An incomplete list could include Financial Performance, Sales Statistics and Investments.
The team working on the report would then access different systems and collect a myriad of information to go into the report. Each journey would be recorded in a trail of evidence and journaled, and signed by the Record Signatories, and the evidence attached to trail.
The CEO can then be confident that any number written into the report has been verified, and if they wish, they can see the evidence for themselves. The Process/Business Owner can also verify the process and sight the evidence collected within their ownership but not data that is not for their eyes to see. The public can see the report at the right time, and can independently verify that the evidence was collected, along with public notes, but cannot see the artifacts.
If the company is requested to show evidence of backing their report, then an Auditor Role can be created to access specific trails, and one would anticipate that the likelihood of an audit would be inversely proportional to the rigor of the evidence trail.
A second prominent topic could be Data Integrity. This can be a generic topic to systemically perform checksums in systems of record and report on any issues. Each system can have its own trail and branches to validate data in significant date ranges. The process would create digests of specific views that are expected to remain immutable. Any inappropriate change to the data would be flagged on repeating the process, in which case the System Owner would be able to inspect data against a back-up and rectify specific changes.
Trail: Sales --> Branch: Historic Sales
--> FY23-01: Original: Check 1 = Valid: Check 2 = Valid
--> FY23-02: Original: Check 1 = Invalid
--> FY23-03: Original: Check 1 = Pending
As illustrated, the system seems to have an issue where the data for February changed in March, the System Owner would need to create a rectification action, and either have a Record Signatory confirm the data change was legitimate to reset the Original or correct the records that changed from comparing it to a back-up.

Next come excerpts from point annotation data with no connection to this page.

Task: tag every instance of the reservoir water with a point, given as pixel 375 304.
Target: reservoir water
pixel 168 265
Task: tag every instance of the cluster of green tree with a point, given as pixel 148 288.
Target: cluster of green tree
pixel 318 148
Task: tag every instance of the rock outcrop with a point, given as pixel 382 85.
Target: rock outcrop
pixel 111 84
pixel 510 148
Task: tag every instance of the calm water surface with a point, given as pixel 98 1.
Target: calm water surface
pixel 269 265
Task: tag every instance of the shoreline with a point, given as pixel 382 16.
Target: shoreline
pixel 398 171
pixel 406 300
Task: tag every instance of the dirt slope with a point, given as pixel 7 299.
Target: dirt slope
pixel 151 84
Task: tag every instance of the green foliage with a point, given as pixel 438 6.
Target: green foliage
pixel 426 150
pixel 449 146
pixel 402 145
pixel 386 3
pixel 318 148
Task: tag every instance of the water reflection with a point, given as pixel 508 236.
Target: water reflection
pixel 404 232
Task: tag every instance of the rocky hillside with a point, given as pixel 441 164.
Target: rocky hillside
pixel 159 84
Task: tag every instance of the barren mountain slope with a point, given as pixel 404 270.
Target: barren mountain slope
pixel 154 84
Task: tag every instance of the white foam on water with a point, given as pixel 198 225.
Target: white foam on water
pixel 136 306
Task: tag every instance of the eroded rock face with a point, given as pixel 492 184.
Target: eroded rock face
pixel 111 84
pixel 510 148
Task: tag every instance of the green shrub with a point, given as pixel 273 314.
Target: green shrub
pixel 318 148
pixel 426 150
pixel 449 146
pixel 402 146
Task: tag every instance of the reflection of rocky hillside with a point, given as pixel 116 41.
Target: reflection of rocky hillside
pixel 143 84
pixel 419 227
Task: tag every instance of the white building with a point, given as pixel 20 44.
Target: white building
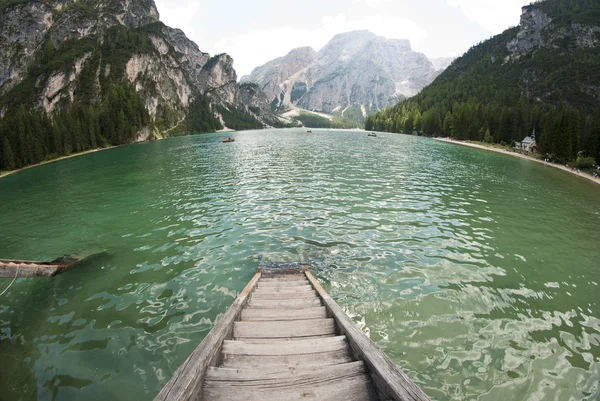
pixel 528 144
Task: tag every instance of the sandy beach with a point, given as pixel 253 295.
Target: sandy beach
pixel 533 159
pixel 7 173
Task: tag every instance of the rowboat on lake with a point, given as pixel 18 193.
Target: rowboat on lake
pixel 285 338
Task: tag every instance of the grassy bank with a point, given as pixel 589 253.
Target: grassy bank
pixel 4 173
pixel 507 150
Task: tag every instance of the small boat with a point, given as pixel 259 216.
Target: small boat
pixel 285 338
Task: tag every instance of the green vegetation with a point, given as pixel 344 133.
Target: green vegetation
pixel 201 117
pixel 238 119
pixel 108 114
pixel 337 122
pixel 486 96
pixel 565 11
pixel 30 137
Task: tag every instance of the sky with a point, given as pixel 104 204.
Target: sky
pixel 254 32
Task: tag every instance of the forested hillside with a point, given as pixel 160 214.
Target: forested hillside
pixel 544 74
pixel 81 74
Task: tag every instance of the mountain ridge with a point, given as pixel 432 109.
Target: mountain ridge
pixel 76 75
pixel 541 75
pixel 356 68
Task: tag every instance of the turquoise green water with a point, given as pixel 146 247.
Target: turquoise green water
pixel 476 272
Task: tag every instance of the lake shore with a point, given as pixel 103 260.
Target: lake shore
pixel 522 156
pixel 9 172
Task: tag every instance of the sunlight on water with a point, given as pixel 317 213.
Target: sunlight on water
pixel 476 272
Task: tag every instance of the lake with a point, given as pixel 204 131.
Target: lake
pixel 478 273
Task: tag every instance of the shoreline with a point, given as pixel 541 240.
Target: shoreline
pixel 6 173
pixel 522 156
pixel 86 152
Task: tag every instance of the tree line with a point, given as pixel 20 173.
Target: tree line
pixel 492 95
pixel 30 136
pixel 563 133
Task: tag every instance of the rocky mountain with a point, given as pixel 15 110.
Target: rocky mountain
pixel 441 63
pixel 354 69
pixel 542 75
pixel 76 74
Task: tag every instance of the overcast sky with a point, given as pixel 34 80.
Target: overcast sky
pixel 256 31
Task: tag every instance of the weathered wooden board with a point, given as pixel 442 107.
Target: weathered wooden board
pixel 331 388
pixel 280 341
pixel 278 295
pixel 285 290
pixel 290 361
pixel 283 329
pixel 327 344
pixel 284 304
pixel 282 376
pixel 186 384
pixel 284 314
pixel 388 378
pixel 282 284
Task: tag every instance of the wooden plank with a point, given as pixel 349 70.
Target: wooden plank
pixel 186 383
pixel 328 385
pixel 278 295
pixel 289 361
pixel 388 378
pixel 282 284
pixel 326 344
pixel 285 290
pixel 284 314
pixel 242 377
pixel 283 329
pixel 284 278
pixel 284 304
pixel 285 339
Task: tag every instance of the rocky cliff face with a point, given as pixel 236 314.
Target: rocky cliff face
pixel 355 68
pixel 106 42
pixel 533 21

Suppose there was an error in the month of February and the record Signatory has confirmed the changes are legitimate, given our records are immutable then a rectification can be recorded in the trail.
--> FY23-02: Original: Check 1 = Invalid: Original Replaced (signed by user): Check 2 = Valid.
In this scenario the auditor has successfully identified and corrected the data. If this was a valid reason, no further action is required. If the person responsible for the data is concerned about fraud, the back-ups can be retrieved for investigation. An example of fraud could be changing order values at the time of calculating sales commission. In both scenarios, the auditing task is performed immediately so that at year end, the confidence of its veracity is high.
Conclusion
Whist the premiss that a rogue employee will create a criminal mastermind script is a lesser threat (although similar fraud has happened in the past), in imagining such scenario, and exploring a systemic approach to create of evidence of data veracity and identifying tempering, it has been surprisingly fun to me.
With minimal impact to operational processes and with the ability to streamline that auditing activates, such an approach can use cryptograph to prove the integrity of key data.
Businesses can benefit from the increased trust in their brand due to the level of transparency afforded. It’s worth noting that the decoupled nature of the architecture resulting in minimal performance penalties to operational systems and minimal development effort for the target systems.
Whist this solution is only hypothetical, AWS services such as Amazon Quantum Ledger Database, Amazon S3 and AWS Lambda can work together to make-up the basis of such an application.